Friday, April 3, 2015

WiFiBeacon demo – sources

I’ve published source codes of WiFiBeacon app from the previous post. Any comments and pull requests are welcome! But first, let me guide you through the app structure a little bit. There are few classes worth mentioning.

This class is used to decorate ordinary ScanResult with RSSI averaging capabilities. The algorithm used here is a modified version of averaging algorithm from newer versions of Android.  Advantage of averaging RSSI is a slightly better performance gain when calculating range from AP while standing at one place. This technique is useful only in quick successive scans.

ScanFilter is the main class for filtering scan results. As described earlier, ScanResults are filtered by their BSSID (MAC), SSID, channels, and/or calculated proximity. This filtering may be based either on equality of filtered parameters, or on prefix equality. Note that adding a list of filtering BSSIDs and SSIDs is not allowed, since it disallows use of general filtering parameters and would bloat the code with ineffective iterating over the list of (B)SSIDs.

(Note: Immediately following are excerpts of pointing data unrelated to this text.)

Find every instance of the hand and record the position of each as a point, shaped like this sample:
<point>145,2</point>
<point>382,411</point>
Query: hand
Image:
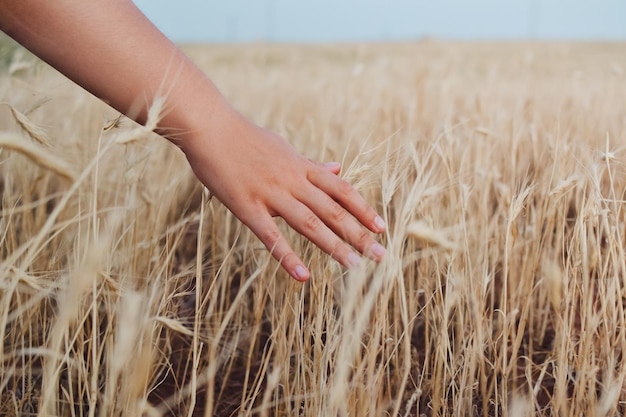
<point>258,175</point>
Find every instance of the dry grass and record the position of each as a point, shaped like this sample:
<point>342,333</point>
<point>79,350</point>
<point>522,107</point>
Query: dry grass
<point>498,167</point>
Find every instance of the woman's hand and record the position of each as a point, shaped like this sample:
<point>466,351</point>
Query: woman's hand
<point>111,49</point>
<point>258,175</point>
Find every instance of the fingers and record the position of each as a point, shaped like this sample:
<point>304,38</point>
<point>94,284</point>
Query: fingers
<point>348,198</point>
<point>265,228</point>
<point>342,224</point>
<point>333,167</point>
<point>306,222</point>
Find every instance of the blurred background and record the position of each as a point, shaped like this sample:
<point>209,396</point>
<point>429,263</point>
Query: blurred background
<point>389,20</point>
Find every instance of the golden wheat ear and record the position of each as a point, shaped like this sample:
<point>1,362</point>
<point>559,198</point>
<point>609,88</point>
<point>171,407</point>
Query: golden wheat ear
<point>37,154</point>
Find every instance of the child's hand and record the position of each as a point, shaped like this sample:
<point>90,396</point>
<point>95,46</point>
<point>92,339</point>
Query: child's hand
<point>257,175</point>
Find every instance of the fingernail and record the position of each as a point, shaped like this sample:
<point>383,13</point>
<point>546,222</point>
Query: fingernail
<point>378,251</point>
<point>380,223</point>
<point>301,273</point>
<point>353,259</point>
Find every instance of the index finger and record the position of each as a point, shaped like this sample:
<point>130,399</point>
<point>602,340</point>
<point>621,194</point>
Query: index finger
<point>343,193</point>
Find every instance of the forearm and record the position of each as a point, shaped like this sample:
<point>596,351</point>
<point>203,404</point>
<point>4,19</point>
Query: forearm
<point>112,50</point>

Proximity is calculated using Free-space path loss formula. Since in “real” environments, it is almost impossible to achieve clear line of sight to an AP, calculated results should be considered rough estimates, rather than accurate means of distance.

ProximityScanner is the core class for performing WiFi scans. You can set it to monitor and/or range surrounding WiFiBeacons. Ranging is intended to be used in situations, when we care simply for delivery of filtered ScanResults, while monitoring should be used with notifications, since it’s meant to delimit regions/areas/zones defined by ScanFilter.  Notifications are: onEnterRegion – used when you enter region specified by ScanFilter for the first time; onDwellRegion – used when persisting in the same region; onExitRegion – used when no APs matching ScanFilter are found. Note that in Activities, ProximityScanner’s start and stop methods should be called in corresponding lifecycle methods.


This service is an example of performing WiFiBeacon monitoring in background. It’s activated on boot or on WiFi enable event. On APIs < 18 we need enabled WiFi and wake lock for scanning, otherwise we just need isScanAlwaysAvailable activated, then no special permissions are needed.